When it comes to lyrics, The Beatles have always been top dog. Throughout their career, the Liverpool quartet used language to capture everything from adolescent heartache to political angst and spiritual turmoil. Today, many of The Beatles’ lyrics are as recognisable as they were when the group were nestled comfortably at the top of the charts. From John Lennon and Paul McCartney’s cavernous cry of “she loves you, yeah yeah yeah” to the simmering echo of “I’d love to turn you on”, their lyrics are iconic, so iconic that they’ve been absorbed into countless other artists’ work, including Canadian rapper, Drake.

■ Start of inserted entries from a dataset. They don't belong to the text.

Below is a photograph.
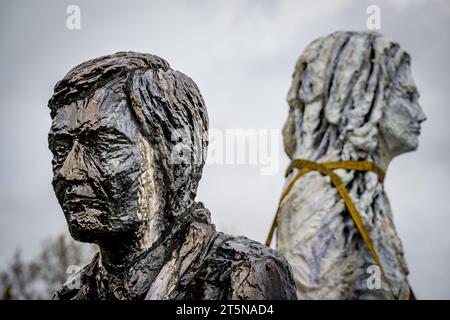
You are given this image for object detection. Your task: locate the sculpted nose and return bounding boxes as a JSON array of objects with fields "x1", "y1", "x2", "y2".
[{"x1": 59, "y1": 141, "x2": 87, "y2": 181}]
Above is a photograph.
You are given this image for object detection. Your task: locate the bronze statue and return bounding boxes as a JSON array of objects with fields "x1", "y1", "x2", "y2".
[
  {"x1": 274, "y1": 32, "x2": 426, "y2": 299},
  {"x1": 48, "y1": 52, "x2": 296, "y2": 299}
]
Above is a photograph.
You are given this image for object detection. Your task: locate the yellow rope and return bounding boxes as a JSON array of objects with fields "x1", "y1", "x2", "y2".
[{"x1": 266, "y1": 159, "x2": 389, "y2": 284}]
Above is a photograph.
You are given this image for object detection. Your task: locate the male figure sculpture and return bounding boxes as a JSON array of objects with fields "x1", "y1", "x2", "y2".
[
  {"x1": 49, "y1": 52, "x2": 296, "y2": 299},
  {"x1": 277, "y1": 32, "x2": 426, "y2": 299}
]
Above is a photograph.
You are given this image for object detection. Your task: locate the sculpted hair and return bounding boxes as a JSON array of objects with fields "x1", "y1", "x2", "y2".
[
  {"x1": 283, "y1": 32, "x2": 410, "y2": 161},
  {"x1": 48, "y1": 52, "x2": 208, "y2": 215}
]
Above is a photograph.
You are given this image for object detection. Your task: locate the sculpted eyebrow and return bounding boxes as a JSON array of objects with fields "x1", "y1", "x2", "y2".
[{"x1": 82, "y1": 126, "x2": 130, "y2": 142}]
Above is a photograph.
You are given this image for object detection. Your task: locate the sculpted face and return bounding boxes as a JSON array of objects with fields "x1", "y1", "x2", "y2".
[
  {"x1": 380, "y1": 64, "x2": 426, "y2": 156},
  {"x1": 48, "y1": 82, "x2": 154, "y2": 243}
]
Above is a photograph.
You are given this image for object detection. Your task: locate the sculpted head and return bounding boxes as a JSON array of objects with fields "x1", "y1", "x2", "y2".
[
  {"x1": 48, "y1": 52, "x2": 208, "y2": 251},
  {"x1": 283, "y1": 32, "x2": 426, "y2": 165}
]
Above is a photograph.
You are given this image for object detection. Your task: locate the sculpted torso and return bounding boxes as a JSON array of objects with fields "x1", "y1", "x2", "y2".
[{"x1": 49, "y1": 52, "x2": 296, "y2": 299}]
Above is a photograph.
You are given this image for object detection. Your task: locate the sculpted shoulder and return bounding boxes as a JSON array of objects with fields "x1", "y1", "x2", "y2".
[{"x1": 205, "y1": 233, "x2": 297, "y2": 300}]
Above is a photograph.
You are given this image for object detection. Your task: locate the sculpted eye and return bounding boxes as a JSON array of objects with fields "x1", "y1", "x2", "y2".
[{"x1": 55, "y1": 144, "x2": 69, "y2": 155}]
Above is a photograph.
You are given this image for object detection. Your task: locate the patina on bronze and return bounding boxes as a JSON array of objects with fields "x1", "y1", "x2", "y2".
[{"x1": 48, "y1": 52, "x2": 296, "y2": 299}]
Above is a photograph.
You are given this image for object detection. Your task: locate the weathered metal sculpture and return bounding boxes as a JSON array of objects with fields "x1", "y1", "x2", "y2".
[
  {"x1": 269, "y1": 32, "x2": 426, "y2": 299},
  {"x1": 49, "y1": 52, "x2": 296, "y2": 299}
]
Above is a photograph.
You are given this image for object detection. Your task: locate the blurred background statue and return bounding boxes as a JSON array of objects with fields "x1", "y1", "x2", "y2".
[
  {"x1": 268, "y1": 32, "x2": 426, "y2": 299},
  {"x1": 48, "y1": 52, "x2": 296, "y2": 299}
]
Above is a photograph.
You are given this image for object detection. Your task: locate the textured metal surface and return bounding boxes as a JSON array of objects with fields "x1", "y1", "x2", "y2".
[
  {"x1": 278, "y1": 32, "x2": 426, "y2": 299},
  {"x1": 49, "y1": 52, "x2": 296, "y2": 299}
]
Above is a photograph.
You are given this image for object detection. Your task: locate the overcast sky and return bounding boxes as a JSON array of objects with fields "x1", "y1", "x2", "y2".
[{"x1": 0, "y1": 0, "x2": 450, "y2": 299}]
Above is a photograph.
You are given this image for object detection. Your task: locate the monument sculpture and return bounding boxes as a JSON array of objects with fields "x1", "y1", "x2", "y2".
[
  {"x1": 266, "y1": 32, "x2": 426, "y2": 299},
  {"x1": 48, "y1": 52, "x2": 296, "y2": 299}
]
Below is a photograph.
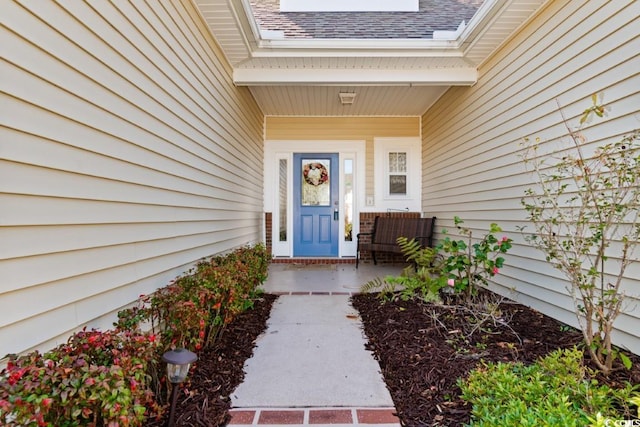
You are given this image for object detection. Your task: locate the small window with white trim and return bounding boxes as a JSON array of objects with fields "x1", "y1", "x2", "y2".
[
  {"x1": 387, "y1": 151, "x2": 407, "y2": 196},
  {"x1": 374, "y1": 137, "x2": 422, "y2": 211}
]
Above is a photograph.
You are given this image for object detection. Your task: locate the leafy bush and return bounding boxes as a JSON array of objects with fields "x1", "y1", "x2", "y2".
[
  {"x1": 0, "y1": 330, "x2": 160, "y2": 427},
  {"x1": 118, "y1": 244, "x2": 270, "y2": 351},
  {"x1": 436, "y1": 216, "x2": 512, "y2": 296},
  {"x1": 522, "y1": 95, "x2": 640, "y2": 374},
  {"x1": 458, "y1": 348, "x2": 633, "y2": 427},
  {"x1": 361, "y1": 237, "x2": 442, "y2": 302},
  {"x1": 361, "y1": 221, "x2": 512, "y2": 302}
]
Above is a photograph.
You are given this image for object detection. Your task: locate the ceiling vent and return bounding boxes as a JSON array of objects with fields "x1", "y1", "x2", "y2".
[{"x1": 338, "y1": 92, "x2": 356, "y2": 105}]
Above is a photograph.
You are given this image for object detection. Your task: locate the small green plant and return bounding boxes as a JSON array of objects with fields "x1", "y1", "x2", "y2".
[
  {"x1": 436, "y1": 216, "x2": 512, "y2": 297},
  {"x1": 522, "y1": 95, "x2": 640, "y2": 374},
  {"x1": 458, "y1": 348, "x2": 634, "y2": 427}
]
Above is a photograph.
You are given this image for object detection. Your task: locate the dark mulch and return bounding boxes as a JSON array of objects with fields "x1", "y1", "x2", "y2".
[
  {"x1": 145, "y1": 294, "x2": 640, "y2": 427},
  {"x1": 352, "y1": 294, "x2": 640, "y2": 427},
  {"x1": 145, "y1": 294, "x2": 277, "y2": 427}
]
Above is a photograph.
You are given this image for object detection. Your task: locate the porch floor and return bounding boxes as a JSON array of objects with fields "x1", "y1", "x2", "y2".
[{"x1": 230, "y1": 263, "x2": 402, "y2": 427}]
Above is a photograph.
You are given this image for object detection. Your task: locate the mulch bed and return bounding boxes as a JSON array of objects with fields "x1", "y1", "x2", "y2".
[
  {"x1": 145, "y1": 294, "x2": 278, "y2": 427},
  {"x1": 145, "y1": 294, "x2": 640, "y2": 427},
  {"x1": 352, "y1": 294, "x2": 640, "y2": 427}
]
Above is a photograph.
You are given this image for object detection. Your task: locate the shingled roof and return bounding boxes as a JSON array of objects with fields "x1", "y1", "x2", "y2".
[{"x1": 251, "y1": 0, "x2": 482, "y2": 39}]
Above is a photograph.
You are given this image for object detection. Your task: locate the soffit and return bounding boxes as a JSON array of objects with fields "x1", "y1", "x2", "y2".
[{"x1": 192, "y1": 0, "x2": 545, "y2": 115}]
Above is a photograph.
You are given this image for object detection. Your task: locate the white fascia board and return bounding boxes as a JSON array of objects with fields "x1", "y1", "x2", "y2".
[
  {"x1": 258, "y1": 37, "x2": 460, "y2": 52},
  {"x1": 233, "y1": 67, "x2": 478, "y2": 86}
]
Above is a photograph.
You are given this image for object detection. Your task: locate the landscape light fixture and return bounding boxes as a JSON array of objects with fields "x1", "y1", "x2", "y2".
[
  {"x1": 338, "y1": 92, "x2": 356, "y2": 105},
  {"x1": 162, "y1": 348, "x2": 198, "y2": 427}
]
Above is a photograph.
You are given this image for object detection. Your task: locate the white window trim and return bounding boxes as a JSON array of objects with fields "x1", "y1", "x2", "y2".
[{"x1": 373, "y1": 137, "x2": 422, "y2": 212}]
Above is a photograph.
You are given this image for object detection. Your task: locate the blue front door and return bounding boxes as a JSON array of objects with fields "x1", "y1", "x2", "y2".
[{"x1": 293, "y1": 153, "x2": 340, "y2": 257}]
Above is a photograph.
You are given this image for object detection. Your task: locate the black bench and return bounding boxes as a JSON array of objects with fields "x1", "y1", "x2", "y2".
[{"x1": 356, "y1": 216, "x2": 436, "y2": 268}]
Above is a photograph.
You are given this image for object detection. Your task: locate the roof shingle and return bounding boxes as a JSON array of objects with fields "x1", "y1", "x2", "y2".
[{"x1": 251, "y1": 0, "x2": 482, "y2": 39}]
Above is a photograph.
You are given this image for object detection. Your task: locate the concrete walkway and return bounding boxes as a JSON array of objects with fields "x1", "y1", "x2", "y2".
[{"x1": 230, "y1": 264, "x2": 401, "y2": 427}]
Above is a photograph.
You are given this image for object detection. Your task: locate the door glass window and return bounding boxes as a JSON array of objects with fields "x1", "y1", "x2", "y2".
[
  {"x1": 344, "y1": 159, "x2": 353, "y2": 242},
  {"x1": 300, "y1": 159, "x2": 331, "y2": 206},
  {"x1": 278, "y1": 159, "x2": 287, "y2": 242}
]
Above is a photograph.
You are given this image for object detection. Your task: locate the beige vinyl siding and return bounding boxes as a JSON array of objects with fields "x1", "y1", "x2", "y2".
[
  {"x1": 265, "y1": 115, "x2": 420, "y2": 199},
  {"x1": 422, "y1": 1, "x2": 640, "y2": 354},
  {"x1": 0, "y1": 0, "x2": 264, "y2": 358}
]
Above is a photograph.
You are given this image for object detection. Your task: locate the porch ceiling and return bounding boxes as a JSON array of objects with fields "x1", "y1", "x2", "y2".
[{"x1": 192, "y1": 0, "x2": 546, "y2": 116}]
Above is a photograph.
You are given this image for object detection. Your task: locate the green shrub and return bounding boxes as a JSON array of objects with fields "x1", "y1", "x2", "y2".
[{"x1": 458, "y1": 348, "x2": 633, "y2": 427}]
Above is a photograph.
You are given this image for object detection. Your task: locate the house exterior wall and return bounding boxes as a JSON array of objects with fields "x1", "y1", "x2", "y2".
[
  {"x1": 265, "y1": 117, "x2": 420, "y2": 195},
  {"x1": 422, "y1": 1, "x2": 640, "y2": 354},
  {"x1": 0, "y1": 1, "x2": 264, "y2": 358}
]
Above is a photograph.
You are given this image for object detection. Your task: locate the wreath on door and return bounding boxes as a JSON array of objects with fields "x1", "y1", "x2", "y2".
[{"x1": 302, "y1": 163, "x2": 329, "y2": 186}]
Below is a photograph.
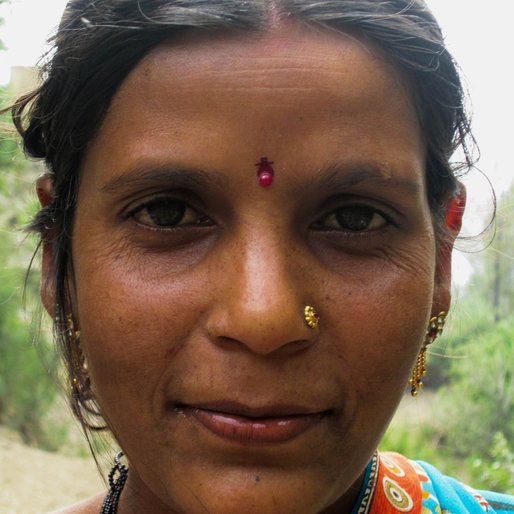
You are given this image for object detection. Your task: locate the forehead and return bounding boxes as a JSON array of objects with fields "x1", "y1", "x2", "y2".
[{"x1": 88, "y1": 23, "x2": 424, "y2": 184}]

Taken from his controversial 2021 album Certified Lover Boy, Drake’s ‘Champagne Poetry’ opens to a warped vocal sample featuring the line: “I love you, I love you, I love you”. The pitch-shifted fragment forms the foundation of Drake’s languid rap and bears little resemblance to its original sonic incarnation. But if you listen carefully, you’ll find the voice oddly familiar: that’s because it’s Paul McCartney singing The Beatles’ 1965 track ‘Michelle’, featured on Rubber Soul.
This smokey chanson dates back to 1958, shortly after the Beatles (then known as The Quarrymen) came together. At that time, John Lennon was studying at the Liverpool College of Art, while Paul McCartney attended the high school around the corner. Although 18 months his senior, John used to take Paul to art school parties. French culture was very much in fashion at the time, so Paul would attempt to blend in with the chic crowd by pretending – as so many did – to be French. While Lennon smoked cigarettes and attempted to chat up his female classmates, McCartney would play his guitar and try and make up little songs in French, a language in which he was not well versed.
Years later, when The Beatles looking for songs to put on Rubber Soul, Lennon turned to Paul and reminded him of one of his faux-French ditties. As Paul later told The Observer, Lennon poked him on the shoulder and said: “You remember that thing you wrote about the French? That wasn’t a bad song, that. You should do that.” McCartney went on to finish the song with Lennon’s help, and the band released issued it as a single in Europe in 1965. With its lilting cafe-jazz guitars and warm harmonies, ‘Michelle’ quickly became a hit, rising to Number One in France, making it one of the only songs with mostly English lyrics to take the top spot.